Soy bajito, así que detecto a quien nos hace la vida imposible a los de mi clase.

Cerca de casa hay un hipermercado, no diré su nombre, ni siquiera mencionaré su origen francés. Allí compro cosas que no encontraría en otra parte. Cuando este tipo de establecimientos abrieron, hace ya años, muchos nos alegramos de tener tanta variedad en el mismo lugar.

Poco a poco fueron aspirando clientes que dejamos de ir a las tiendas de toda la vida. Ellos lo saben, y una vez te han cazado juegan contigo como los gatos con sus presas. Por ejemplo, ponen lo que quieren vender a la altura y a la vista de la mayoría de sus compradores. Lo que no quieren promocionar se queda detrás en las estanterías o, para maldición de los de corta estatura, como el que suscribe, en anaqueles fuera de nuestro alcance.

Tendrían que haberme visto el otro día, buscando algún tipo de escalera (espóiler: NO HAY) para llegar a las galletas que le gustan a mi hijo y que, ¡oh, misterio!, ya no son las favoritas del hipermercado.

Estaban desterradas a más de dos metros de altura. Terminé encaramado a unos palés que había por allí, agarrado a las estanterías, hasta que pude recuperar una caja de las dichosas galletas (además, embalada en plástico, junto a otras 30 o 40), mientras que la gente miraba de reojo, a ver si me caía y se echaban unas risas, o por si lo grababan y lo ponían en alguna red social, qué bien lo pasamos.

Con las galletas en la bolsa, recordé cuando era pequeño, cuando iba con mi madre a los mercados, donde el pollero te conocía por tu nombre (y te vacilaba); donde, para terminar antes la compra, pedías la vez en los ultramarinos, mientras que tu madre compraba en la frutería (Rosa y Manolo, qué éxito tenían), con miedo por si te tocaba el turno y no sabías qué decirle al carnicero. Eran esos lugares donde se olía lo que se vendía, donde escuchabas qué comidas iban a hacer con lo que estaban comprando.

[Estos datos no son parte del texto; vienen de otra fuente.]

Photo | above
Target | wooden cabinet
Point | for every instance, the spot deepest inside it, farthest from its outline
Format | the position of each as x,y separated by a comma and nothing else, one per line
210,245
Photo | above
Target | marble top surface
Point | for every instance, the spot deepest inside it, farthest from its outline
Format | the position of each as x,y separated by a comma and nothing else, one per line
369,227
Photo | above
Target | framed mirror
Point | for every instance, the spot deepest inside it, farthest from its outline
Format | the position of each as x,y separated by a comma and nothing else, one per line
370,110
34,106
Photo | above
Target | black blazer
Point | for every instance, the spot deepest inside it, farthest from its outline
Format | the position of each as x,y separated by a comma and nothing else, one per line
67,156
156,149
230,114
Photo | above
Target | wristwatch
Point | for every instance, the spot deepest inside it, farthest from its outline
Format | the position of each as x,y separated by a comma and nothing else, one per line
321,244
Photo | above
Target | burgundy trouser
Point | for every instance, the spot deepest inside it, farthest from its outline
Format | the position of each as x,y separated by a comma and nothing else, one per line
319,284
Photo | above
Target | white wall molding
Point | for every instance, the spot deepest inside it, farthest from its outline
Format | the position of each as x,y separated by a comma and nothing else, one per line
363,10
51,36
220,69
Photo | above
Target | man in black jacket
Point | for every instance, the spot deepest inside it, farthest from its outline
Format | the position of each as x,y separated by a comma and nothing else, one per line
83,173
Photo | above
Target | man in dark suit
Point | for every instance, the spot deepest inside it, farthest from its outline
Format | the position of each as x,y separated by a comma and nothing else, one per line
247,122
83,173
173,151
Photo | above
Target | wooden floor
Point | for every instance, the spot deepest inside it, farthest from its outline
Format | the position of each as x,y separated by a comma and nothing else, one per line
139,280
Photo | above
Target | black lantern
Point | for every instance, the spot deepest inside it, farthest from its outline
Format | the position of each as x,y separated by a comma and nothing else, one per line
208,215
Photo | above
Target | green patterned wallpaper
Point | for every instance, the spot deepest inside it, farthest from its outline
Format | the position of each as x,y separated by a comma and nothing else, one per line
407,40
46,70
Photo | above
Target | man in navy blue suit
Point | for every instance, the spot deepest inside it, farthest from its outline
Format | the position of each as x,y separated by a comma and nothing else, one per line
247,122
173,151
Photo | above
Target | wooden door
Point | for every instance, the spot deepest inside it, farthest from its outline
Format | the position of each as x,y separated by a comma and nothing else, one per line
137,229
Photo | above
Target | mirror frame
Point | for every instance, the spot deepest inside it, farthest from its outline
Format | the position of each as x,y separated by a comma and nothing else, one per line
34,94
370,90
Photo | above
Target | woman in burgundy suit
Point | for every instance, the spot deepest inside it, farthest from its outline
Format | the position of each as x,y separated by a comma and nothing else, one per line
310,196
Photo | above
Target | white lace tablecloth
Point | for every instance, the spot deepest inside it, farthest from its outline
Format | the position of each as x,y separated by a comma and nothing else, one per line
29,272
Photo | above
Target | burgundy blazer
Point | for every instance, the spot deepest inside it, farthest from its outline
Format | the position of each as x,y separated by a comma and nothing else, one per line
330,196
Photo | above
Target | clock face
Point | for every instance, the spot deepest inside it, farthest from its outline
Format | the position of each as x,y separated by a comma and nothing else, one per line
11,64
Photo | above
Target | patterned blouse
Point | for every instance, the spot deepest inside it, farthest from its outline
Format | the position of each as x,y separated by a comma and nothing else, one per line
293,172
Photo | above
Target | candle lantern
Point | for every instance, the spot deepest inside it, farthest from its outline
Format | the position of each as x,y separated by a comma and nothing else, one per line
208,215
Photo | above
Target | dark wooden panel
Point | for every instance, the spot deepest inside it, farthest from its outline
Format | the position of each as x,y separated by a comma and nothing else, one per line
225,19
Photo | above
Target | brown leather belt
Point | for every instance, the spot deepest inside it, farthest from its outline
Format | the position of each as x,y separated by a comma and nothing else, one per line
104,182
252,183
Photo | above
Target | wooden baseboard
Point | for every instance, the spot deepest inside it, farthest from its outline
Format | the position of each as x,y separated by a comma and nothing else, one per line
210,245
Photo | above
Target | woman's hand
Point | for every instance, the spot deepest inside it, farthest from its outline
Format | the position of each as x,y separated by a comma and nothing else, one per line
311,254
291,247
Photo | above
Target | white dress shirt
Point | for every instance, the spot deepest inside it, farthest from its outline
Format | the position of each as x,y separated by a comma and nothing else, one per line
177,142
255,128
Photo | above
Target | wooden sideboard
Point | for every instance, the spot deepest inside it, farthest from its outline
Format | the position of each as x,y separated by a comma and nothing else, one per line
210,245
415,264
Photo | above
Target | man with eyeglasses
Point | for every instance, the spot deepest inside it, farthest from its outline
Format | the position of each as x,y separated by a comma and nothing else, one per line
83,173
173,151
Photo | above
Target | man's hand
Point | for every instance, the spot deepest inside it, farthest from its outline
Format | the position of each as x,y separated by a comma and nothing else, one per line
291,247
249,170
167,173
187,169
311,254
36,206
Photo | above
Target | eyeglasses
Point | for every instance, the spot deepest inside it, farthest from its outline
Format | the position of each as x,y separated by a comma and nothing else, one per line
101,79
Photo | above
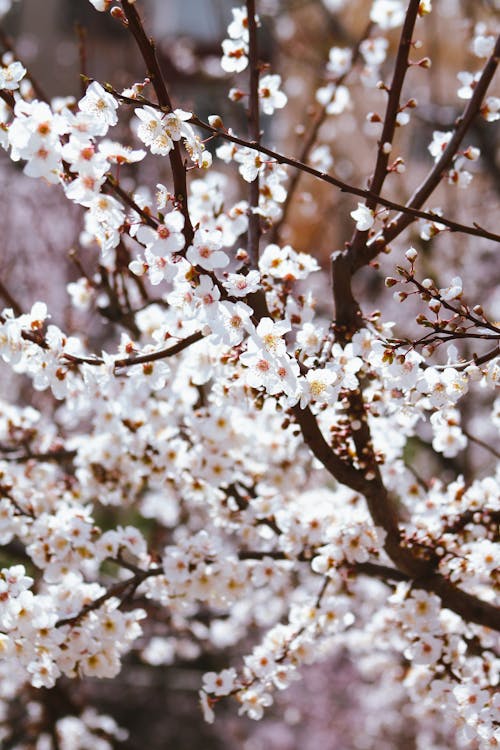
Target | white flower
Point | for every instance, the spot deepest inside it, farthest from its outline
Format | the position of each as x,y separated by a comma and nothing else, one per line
234,59
270,96
387,13
321,386
98,103
159,131
364,217
440,140
219,683
10,76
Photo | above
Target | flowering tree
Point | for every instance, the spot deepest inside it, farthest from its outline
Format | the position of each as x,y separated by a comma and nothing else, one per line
239,461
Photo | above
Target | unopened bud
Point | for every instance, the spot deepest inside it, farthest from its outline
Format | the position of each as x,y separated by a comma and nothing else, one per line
119,15
425,62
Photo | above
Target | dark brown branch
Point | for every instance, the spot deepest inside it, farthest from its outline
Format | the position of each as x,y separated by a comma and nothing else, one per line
311,137
139,359
344,187
148,51
254,230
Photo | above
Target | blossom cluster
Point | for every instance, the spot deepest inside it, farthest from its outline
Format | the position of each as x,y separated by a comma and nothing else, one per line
238,458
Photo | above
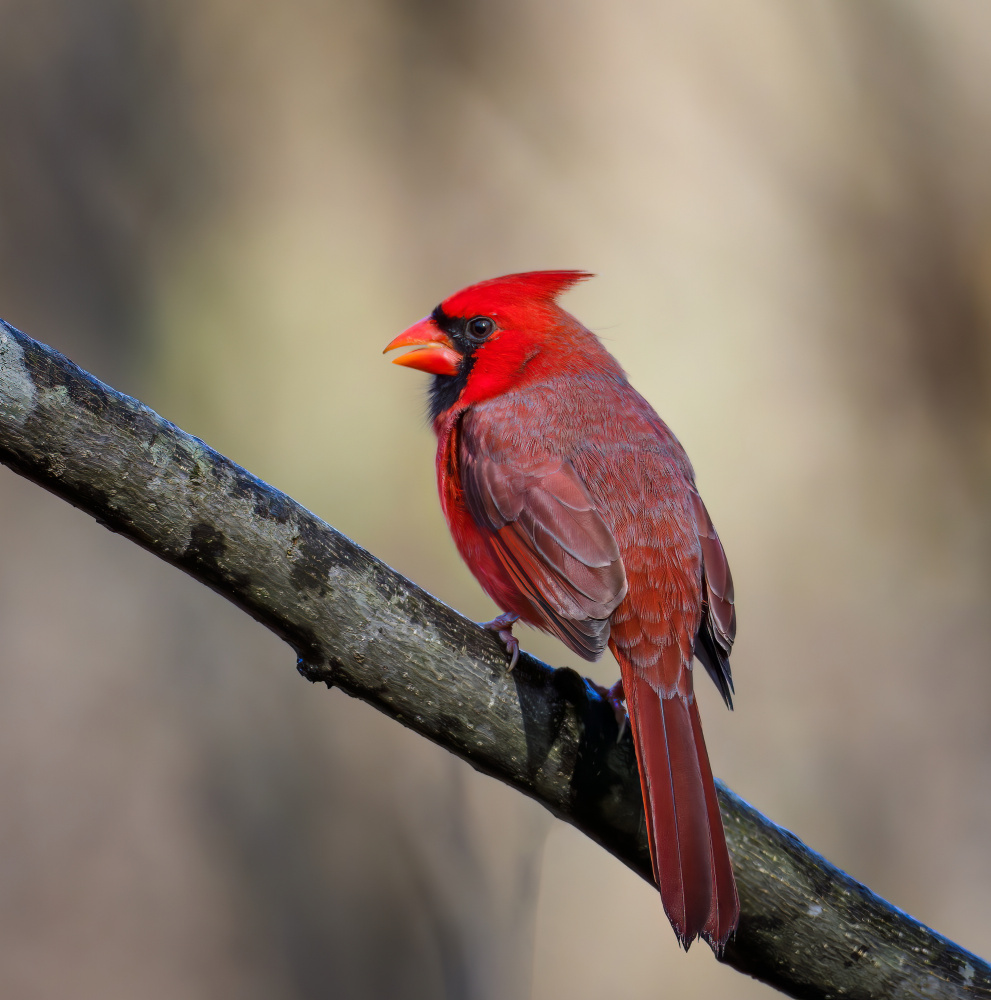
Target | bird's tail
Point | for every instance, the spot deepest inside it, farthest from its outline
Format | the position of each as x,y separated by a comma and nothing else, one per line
687,844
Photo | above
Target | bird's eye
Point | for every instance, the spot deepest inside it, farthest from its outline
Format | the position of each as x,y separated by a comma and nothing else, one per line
479,327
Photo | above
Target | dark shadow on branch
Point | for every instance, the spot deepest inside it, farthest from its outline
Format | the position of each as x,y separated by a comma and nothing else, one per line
806,927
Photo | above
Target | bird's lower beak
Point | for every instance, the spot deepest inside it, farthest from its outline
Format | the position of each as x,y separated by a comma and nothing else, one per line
437,355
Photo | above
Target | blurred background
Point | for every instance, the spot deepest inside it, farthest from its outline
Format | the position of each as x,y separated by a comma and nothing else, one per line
228,208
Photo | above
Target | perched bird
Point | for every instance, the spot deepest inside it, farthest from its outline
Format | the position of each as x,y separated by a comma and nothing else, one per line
576,509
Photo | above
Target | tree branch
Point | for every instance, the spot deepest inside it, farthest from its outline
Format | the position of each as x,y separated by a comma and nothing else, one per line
806,927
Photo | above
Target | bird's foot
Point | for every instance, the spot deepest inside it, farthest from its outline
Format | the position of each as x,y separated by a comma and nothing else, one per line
503,627
616,697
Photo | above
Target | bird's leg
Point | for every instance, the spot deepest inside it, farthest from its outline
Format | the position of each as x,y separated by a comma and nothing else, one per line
503,627
616,697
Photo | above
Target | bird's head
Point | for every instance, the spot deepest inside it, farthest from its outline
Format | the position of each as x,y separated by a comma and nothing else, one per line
492,337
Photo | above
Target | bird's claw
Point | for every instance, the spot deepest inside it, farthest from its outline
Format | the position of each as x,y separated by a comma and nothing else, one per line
503,627
616,698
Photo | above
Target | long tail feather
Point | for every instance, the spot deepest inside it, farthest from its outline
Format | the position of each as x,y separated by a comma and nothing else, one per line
725,911
687,845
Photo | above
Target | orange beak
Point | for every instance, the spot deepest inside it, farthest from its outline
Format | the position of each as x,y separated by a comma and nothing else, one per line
437,355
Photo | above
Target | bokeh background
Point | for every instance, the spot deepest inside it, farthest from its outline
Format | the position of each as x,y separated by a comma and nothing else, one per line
228,208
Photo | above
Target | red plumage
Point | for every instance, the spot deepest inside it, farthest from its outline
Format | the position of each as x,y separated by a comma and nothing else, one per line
576,509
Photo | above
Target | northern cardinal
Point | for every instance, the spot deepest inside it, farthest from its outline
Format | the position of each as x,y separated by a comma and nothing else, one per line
576,509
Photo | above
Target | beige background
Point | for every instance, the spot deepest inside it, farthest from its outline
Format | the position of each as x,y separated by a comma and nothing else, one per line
228,208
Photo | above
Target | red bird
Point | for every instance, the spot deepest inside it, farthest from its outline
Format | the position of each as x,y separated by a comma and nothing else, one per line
576,509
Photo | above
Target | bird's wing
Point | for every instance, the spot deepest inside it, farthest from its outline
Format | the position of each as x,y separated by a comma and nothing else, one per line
717,629
549,538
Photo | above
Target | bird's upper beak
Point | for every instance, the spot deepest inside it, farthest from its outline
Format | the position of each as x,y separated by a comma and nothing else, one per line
437,355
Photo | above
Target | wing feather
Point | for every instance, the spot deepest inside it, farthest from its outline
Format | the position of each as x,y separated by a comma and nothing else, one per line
550,539
718,626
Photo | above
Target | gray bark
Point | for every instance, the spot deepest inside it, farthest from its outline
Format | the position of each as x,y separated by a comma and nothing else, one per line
806,927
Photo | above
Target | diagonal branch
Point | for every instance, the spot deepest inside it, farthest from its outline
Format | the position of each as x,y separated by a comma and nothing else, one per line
806,928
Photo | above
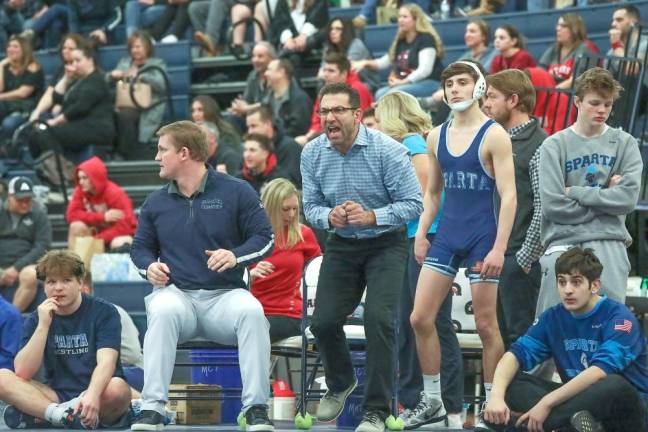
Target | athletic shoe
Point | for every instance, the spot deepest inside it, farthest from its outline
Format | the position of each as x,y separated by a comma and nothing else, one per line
332,403
16,419
584,421
149,420
72,420
256,419
372,421
428,410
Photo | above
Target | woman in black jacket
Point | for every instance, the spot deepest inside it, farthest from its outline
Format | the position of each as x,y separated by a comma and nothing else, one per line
87,111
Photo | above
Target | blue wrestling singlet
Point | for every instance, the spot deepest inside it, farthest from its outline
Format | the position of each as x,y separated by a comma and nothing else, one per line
468,226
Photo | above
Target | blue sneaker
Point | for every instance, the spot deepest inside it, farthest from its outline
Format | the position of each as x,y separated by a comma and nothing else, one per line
16,419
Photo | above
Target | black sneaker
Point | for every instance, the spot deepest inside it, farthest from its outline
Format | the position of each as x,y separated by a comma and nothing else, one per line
16,419
73,421
584,421
256,419
149,420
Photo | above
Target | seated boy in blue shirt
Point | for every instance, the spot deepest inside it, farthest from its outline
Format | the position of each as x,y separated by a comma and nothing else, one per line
599,351
10,328
77,339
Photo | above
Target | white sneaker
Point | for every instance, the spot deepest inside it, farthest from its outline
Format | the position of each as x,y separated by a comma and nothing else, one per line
429,410
169,39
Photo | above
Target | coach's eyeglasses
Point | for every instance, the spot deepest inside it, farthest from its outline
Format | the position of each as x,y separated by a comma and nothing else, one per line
323,112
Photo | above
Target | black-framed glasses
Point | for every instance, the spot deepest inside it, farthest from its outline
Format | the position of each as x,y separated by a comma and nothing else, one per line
323,112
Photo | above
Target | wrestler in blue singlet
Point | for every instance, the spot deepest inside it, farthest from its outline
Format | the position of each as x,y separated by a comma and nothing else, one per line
468,226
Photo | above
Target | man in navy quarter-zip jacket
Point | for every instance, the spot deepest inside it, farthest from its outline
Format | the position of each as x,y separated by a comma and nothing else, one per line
194,238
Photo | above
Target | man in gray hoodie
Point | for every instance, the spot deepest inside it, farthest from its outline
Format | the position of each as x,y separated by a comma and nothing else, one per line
590,175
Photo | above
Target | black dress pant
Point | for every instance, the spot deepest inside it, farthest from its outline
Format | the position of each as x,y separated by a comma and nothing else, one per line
348,267
517,295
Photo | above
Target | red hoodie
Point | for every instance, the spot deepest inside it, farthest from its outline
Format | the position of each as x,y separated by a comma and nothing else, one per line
90,208
366,99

Las galerías comerciales se desvanecen. La de Canillas, donde pasé mucho tiempo cuando era niño, desaparece sin que aún se sepa por qué, tal vez abducida por el gimnasio de abajo: el fitness tiene gravedad propia, amigos. Las tiendas supervivientes (¿dónde haré ahora las fotos del DNI?, ¿dónde me arreglarán los paraguas perennemente rotos?) solo saben que los dueños los echan. En Manoteras, en el mercado, solo resistía un zapatero-cerrajero, luchando contra el acoso y la amenaza de apagón si no pagaba la electricidad de toda la galería comercial.

Seguro que en esas tiendas de barrio no habría tenido que hacer escalada modo rápel para llegar a una caja de galletas que, por cierto, tampoco merecen tanto la pena.